Il film stesso sembra un viaggio realistico di tipo esistenziale davanti alla cinepresa, in cui i protagonisti s’interrogano vicendevolmente circa i quesiti e i vissuti più scomodi della loro vita, smuovendo ricordi particolarmente dolorosi perché personalmente sofferti.
È il caso del concetto di identità e provenienza: il padre della protagonista s’interroga su che cosa significhi per lui tale parola, a quale campo semantico, nella sua interiorità, faccia riferimento. E, poiché tali riflessioni partono dal proprio vissuto, sono obbligatoriamente diverse da quelle della figlia.
Per l’uomo, emigrato dall’ex Iugoslavia in Croazia, l’identità è una costruzione personale di sé, in riferimento al contesto concreto in cui si vive. Per la figlia, è tutt’altro. Biserka crede che l’identità sia qualcosa che si possa percepire, vedere, ascoltare. Non a caso è impegnata nell’arduo tentativo di filmare stati d’animo, resi ancora più complessi dalla vicinanza familiare con essi.
A metà strada, tra appartenenza e rifiuto
Per Biserka identità è anche dolore. Il vissuto della regista, che si è trasferita negli anni della formazione della sua personalità, non è sempre stato lineare.
La donna cerca di spiegare al padre quanto questo movimento di allontanamento dalla propria terra sia stato in parte traumatico, per quanto reso necessario dalle circostanze esterne sempre più minacciose, in un orizzonte di guerra.
Un clima di distensione e di confronto reale con la propria figura paterna è ciò che permette alla protagonista di esprimere quello che davvero sente e in che modo ha vissuto il suo passato. Si è sempre sentita a metà, senza essere sicura di appartenere al paese che l’ha vista nascere, e con la paura di risultare estranea in quello nel quale è arrivata.
Cinema come possibilità di riflessione e presa di cura
Scene with my father segue un viaggio di tipo esistenziale, si è detto, che dopo quarantasei minuti arriva al suo approdo finale. Se la figlia lascia domande quasi in sospeso che costellano il suo rapporto con il padre, quest’ultimo riesce a raccogliere le fila e dare a sua volta espressione a tutto ciò che negli anni è rimasto nella pericolosa penombra del “non detto”.
“Mi fai parlare dal cuore”, ammette l’uomo. Per poi suggerire alla figlia un’altra lettura della realtà, consapevole che Biserka ne farà tesoro: lei non è una metà, ma un intero. Al di sopra di concetti culturalmente costruiti come quello di identità e provenienza, conta il proprio valore interiore. E quello si costruisce da sé.

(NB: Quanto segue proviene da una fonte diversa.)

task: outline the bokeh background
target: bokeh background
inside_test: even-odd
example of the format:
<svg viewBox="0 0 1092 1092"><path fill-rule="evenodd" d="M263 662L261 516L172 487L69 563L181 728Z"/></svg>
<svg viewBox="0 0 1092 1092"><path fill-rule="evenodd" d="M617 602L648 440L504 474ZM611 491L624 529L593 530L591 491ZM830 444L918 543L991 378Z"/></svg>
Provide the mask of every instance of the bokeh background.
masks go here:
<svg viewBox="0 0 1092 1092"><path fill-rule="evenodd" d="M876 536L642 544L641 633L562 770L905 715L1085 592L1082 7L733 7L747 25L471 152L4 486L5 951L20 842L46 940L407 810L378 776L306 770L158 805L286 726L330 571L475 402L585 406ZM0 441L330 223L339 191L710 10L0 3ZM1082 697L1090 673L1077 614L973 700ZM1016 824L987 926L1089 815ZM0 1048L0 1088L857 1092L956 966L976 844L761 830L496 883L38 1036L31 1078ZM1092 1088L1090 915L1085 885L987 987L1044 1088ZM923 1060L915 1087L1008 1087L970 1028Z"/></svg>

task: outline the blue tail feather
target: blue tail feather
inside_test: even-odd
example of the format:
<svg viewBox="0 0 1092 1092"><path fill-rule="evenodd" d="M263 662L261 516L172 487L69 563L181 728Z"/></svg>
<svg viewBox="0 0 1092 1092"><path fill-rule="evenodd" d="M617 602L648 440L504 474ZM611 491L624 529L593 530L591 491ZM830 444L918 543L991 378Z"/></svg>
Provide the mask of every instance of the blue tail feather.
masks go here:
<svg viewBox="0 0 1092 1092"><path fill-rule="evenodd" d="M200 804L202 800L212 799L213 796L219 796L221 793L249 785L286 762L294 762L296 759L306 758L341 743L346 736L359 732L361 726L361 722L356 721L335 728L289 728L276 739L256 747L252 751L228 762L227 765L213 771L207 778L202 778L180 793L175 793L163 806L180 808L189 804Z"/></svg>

Scene with my father può essere dunque descritto come un film necessario, sebbene quest’aggettivo non sempre si riveli davvero pregnante in svariati contesti. Nel momento in cui, però, una pellicola riesce a ricordare o a insegnare che la propria unica ricchezza è quella interiore, non c’è altro aggettivo che possa definirlo meglio.